O preço do cabaz alimentar monitorizado pela DECO Proteste atingiu esta semana o valor mais elevado desde o início da análise, fixando-se nos 254,12 euros, segundo dados divulgados pela organização de defesa do consumidor.

A subida ocorre num contexto marcado por condições meteorológicas adversas registadas recentemente no país e pelo aumento do preço dos combustíveis, fatores que poderão continuar a influenciar os custos ao longo dos próximos meses.

Aumentos face ao ano passado e à semana anterior

De acordo com a DECO Proteste, o cabaz composto por 63 produtos alimentares essenciais custa atualmente mais 12 euros do que no mesmo período do ano passado. Em comparação com a semana anterior, entre 4 e 11 de março, registou-se um aumento de 2,36 euros.

A organização alerta que a tendência de subida poderá manter-se. “Embora os preços dos bens alimentares estejam em rota ascendente desde o início do ano, é possível que possam vir a subir ainda mais nos próximos meses”, refere a entidade, acrescentando que o impacto do aumento dos preços já se começa a fazer sentir nas cadeias de abastecimento.

Produtos com maiores variações

Na última semana, entre os produtos que mais encareceram destacam-se o atum posta em óleo vegetal, com uma subida de 33%, as salsichas de Frankfurt, que aumentaram 20%, e a massa espirais, com uma variação de 12%.

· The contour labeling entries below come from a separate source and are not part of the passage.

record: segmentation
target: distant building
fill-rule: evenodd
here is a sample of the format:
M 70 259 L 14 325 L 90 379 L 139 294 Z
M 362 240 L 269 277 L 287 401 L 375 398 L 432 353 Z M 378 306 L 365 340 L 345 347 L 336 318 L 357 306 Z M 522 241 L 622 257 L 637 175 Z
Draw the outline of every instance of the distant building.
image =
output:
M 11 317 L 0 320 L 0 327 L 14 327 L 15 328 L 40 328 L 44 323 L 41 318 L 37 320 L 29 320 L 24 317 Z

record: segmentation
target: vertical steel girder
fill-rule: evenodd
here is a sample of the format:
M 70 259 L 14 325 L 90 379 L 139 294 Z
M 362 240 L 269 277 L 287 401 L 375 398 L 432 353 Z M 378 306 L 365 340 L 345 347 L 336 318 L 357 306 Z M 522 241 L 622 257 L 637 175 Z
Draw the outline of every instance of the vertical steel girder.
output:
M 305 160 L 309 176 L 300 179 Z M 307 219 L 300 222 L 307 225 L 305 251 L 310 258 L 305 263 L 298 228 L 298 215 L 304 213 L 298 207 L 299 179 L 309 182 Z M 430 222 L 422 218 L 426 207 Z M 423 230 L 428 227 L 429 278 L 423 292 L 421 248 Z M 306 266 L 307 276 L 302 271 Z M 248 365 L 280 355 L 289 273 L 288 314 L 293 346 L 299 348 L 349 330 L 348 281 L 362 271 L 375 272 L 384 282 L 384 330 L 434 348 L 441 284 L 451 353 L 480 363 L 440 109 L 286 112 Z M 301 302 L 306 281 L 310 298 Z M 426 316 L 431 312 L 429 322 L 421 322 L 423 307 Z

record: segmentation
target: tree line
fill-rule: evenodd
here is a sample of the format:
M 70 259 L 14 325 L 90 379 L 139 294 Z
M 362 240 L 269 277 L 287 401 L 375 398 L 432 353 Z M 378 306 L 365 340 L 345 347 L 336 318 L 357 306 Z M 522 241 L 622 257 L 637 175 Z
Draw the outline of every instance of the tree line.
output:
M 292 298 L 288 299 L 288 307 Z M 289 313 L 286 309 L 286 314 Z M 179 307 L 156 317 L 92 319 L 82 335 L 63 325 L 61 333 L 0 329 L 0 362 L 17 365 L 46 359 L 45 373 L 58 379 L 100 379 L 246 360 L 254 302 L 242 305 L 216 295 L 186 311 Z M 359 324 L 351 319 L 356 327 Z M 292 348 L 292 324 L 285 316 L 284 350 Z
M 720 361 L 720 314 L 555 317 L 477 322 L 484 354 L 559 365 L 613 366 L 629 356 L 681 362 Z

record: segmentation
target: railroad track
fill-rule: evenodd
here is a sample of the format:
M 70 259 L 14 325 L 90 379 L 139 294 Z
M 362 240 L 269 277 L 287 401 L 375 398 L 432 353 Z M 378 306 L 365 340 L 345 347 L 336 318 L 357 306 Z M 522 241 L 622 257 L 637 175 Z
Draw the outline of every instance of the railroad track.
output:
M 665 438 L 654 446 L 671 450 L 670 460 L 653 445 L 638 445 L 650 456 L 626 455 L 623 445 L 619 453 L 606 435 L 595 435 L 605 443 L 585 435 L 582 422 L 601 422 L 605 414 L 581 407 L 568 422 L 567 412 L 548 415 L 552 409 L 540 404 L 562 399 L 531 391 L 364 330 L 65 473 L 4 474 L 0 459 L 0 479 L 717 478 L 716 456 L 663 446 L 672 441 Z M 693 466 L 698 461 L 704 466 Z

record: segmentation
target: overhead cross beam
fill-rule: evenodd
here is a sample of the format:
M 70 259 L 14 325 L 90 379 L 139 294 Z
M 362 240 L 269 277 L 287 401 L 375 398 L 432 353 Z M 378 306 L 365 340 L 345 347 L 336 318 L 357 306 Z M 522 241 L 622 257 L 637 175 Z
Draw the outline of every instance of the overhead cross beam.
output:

Em termos de evolução desde o início do ano, sobressaem aumentos na curgete (38%), na dourada (28%) e na couve-coração (27%).

Face ao mesmo período do ano anterior, as maiores subidas percentuais verificam-se na curgete (45%), no robalo (41%) e no café torrado moído (33%).

Diferença de mais de 66 euros desde 2022

A análise da DECO Proteste indica ainda que, quando começou a monitorização, a 5 de janeiro de 2022, os mesmos 63 produtos podiam ser adquiridos por menos 66,42 euros, o que representa uma diferença de 35,39%.

Desde essa data, os maiores aumentos percentuais registam-se na carne de novilho para cozer (121%), na couve-coração (87%) e nos ovos (84%), produtos que lideram a subida acumulada ao longo dos últimos anos.

A associação sublinha que continuará a acompanhar a evolução dos preços, alertando para a possibilidade de novas pressões inflacionistas no setor alimentar nas próximas semanas.